Post Office CTO Had 'nagging Doubts' About Horizon System Despite Reliability Assurances

The former CTO of the Post Office had "nagging doubts" about the Horizon system at the center of one of the most far-reaching miscarriages of justice in UK history, yet he continued to sign off statements to MPs attesting to its security and reliability.

Horizon is an EPOS and back-end finance system for thousands of Post Office branches around the UK, first implemented by ICL, a technology company later bought by Fujitsu. From 1999 until 2015, around 736 subpostmasters and subpostmistresses were wrongfully convicted of fraud when errors in the system were to blame. A statutory inquiry into the mass miscarriage of justice launched in 2021 is ongoing.

During questioning at the Post Office Horizon IT inquiry this week, former IT boss Mike Young agreed it was his responsibility to make sure that what was said to Parliament was absolutely accurate, even though he had no personal contact with MPs about the Horizon system.

Young agreed he was aware of the "robust stance" on Horizon's reliability and security that the Post Office wanted to communicate to the government department responsible and its minister, Ed Davey, after his meeting with Sir Alan Bates, the subpostmaster who led the Justice For Subpostmasters Alliance (JFSA).

Flora Page, the lawyer representing former subpostmasters Lee Castleton and Seema Misra in the inquiry, suggested Young "didn't bother to find out" whether information given to MPs was accurate.

Young said he thought the stance was accurate based on information provided by Fujitsu and his own team.
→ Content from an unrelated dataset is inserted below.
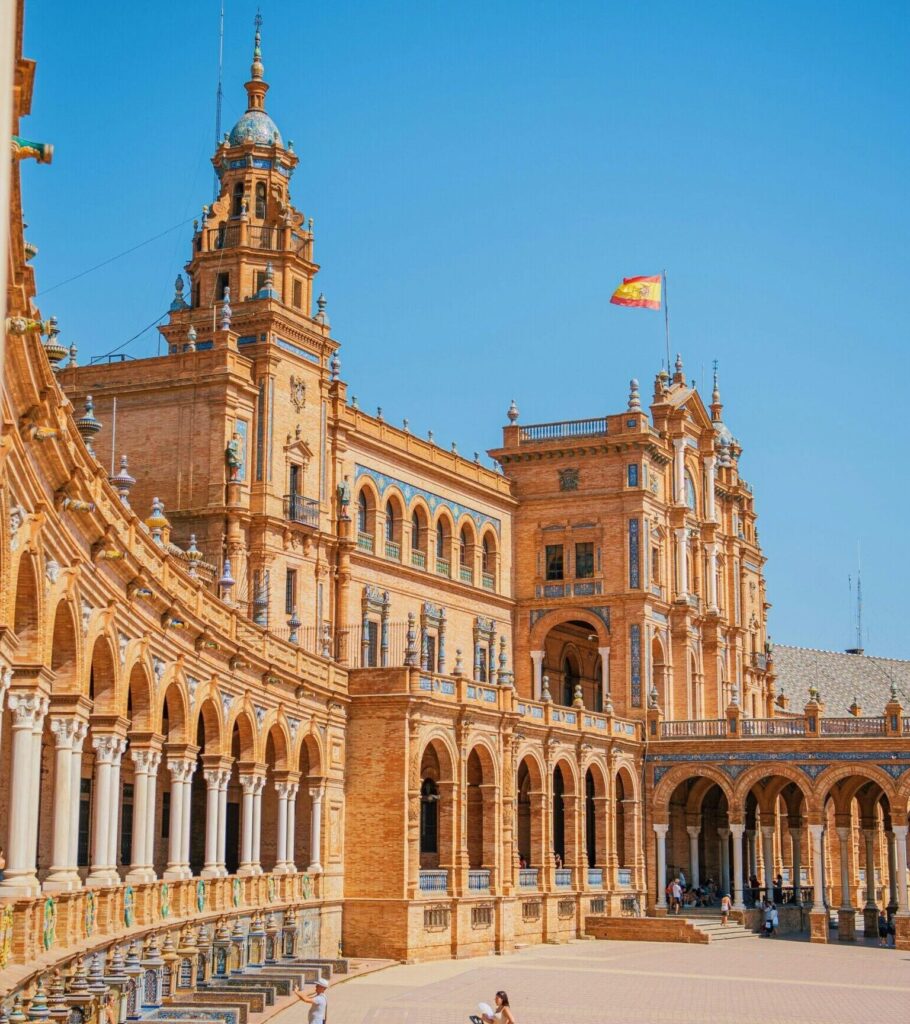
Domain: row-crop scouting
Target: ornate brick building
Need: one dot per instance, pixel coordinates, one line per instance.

However, in 2011, as "heat" from the media, campaigners, and MPs built, he said he started to have doubts.

"At the point that you've got more and more subpostmasters… it grew… the JFSA, saying the system was wrong. If you didn't have that nagging doubt, you've got a bit of a problem. It acts almost as a conscience check. What I said and maintained [was] I saw nothing in the Horizon system beyond what was in rollout, and then some of the change activities and the hardware failures that suggested Horizon was doing anything but what it was prescribed to do, and it certainly was within its SLAs, and where there were failings, they were highlighted."
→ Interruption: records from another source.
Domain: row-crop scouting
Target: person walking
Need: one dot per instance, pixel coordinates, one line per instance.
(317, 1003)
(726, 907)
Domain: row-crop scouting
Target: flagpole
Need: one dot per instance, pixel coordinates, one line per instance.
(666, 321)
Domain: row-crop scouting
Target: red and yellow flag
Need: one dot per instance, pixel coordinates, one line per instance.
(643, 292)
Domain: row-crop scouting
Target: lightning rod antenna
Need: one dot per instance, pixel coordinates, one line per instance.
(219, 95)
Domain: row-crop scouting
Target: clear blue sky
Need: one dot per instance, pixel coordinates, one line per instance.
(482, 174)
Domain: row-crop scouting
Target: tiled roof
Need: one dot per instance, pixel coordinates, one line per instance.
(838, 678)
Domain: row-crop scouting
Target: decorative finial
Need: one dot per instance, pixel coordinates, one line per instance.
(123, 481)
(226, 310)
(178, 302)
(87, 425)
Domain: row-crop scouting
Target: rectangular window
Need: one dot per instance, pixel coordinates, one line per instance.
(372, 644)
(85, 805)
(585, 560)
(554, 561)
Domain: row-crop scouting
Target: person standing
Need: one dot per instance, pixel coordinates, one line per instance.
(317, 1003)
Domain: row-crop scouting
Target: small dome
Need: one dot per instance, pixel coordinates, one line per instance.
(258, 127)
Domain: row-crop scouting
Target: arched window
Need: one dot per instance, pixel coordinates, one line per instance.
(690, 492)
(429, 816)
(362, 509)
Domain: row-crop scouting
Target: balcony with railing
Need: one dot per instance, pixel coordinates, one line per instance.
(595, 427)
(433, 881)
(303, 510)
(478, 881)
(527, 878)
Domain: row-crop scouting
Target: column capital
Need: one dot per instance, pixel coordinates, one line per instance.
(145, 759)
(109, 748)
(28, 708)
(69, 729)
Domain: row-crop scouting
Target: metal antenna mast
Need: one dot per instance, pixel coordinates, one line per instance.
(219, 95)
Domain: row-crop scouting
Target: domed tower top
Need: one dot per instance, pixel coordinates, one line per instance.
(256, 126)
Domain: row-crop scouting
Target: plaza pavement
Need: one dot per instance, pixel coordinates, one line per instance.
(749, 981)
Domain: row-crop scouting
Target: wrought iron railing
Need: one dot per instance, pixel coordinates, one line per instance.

Young said his opinion changed as evidence emerged in the Second Sight report [PDF], commissioned in 2012 to investigate problems with Horizon. The report identified system issues that caused account imbalances, and said the Post Office was focused on recovering the money and prosecuting subpostmasters rather than finding the cause of the problem.

A second report in 2015 said the system could produce errors due to faulty or outdated equipment, communication errors, and lack of security.
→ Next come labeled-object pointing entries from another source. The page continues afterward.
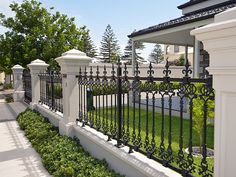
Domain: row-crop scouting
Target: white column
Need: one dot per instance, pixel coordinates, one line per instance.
(219, 40)
(18, 94)
(196, 58)
(133, 56)
(186, 54)
(36, 67)
(70, 63)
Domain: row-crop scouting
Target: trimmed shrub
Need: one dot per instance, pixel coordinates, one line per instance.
(61, 156)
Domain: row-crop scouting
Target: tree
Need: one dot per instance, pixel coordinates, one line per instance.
(36, 32)
(87, 45)
(157, 54)
(128, 51)
(109, 46)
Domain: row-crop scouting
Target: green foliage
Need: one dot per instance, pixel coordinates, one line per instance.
(36, 32)
(157, 54)
(57, 91)
(198, 114)
(7, 86)
(9, 98)
(109, 46)
(62, 156)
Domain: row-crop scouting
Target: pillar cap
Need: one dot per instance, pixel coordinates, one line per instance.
(17, 67)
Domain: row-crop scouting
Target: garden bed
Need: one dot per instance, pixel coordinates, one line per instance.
(61, 156)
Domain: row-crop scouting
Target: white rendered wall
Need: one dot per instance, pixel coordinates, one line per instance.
(219, 40)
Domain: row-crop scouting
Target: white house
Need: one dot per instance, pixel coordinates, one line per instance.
(196, 13)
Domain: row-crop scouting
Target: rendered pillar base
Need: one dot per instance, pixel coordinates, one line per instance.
(66, 128)
(18, 96)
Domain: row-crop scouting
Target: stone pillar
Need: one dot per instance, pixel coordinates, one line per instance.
(219, 39)
(133, 56)
(70, 63)
(18, 94)
(37, 66)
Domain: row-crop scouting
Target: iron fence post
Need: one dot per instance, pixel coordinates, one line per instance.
(52, 89)
(119, 102)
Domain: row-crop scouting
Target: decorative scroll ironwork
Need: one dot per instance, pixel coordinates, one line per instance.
(151, 115)
(27, 86)
(51, 90)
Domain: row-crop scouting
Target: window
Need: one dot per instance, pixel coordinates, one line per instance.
(176, 48)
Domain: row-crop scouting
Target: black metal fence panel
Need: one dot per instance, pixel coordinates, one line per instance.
(51, 90)
(27, 86)
(161, 117)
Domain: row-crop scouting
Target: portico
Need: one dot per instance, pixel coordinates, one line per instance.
(177, 31)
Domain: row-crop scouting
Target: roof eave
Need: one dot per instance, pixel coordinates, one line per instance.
(190, 3)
As of 2011, Young told the inquiry this week, he became worried about issues around who could access and change account data in the system.

"I've no doubt about that because I thought that might be better policed, but it was addressed in a relatively short timescale," he said. "It's only with the hindsight of this inquiry and some of what I've learnt from the Second Sight Report that I now know, through that benefit, that some of the audit logging… wasn't as locked down as best practice would indicate and it was open to abuse."

However, Page maintained that in 2011 senior managers who were sending responses to the media attesting to the robustness and security in the Horizon system were the same people who had received a December 2010 email from Lynn Hobbs, the organization's general manager of network support, saying she had discovered that Fujitsu could put an entry into a branch account remotely.

Young responded: "We have to be careful about how we use our language. A backdoor is, for me, as for most people in tech… well, then there was no backdoor as far as I was concerned at this point."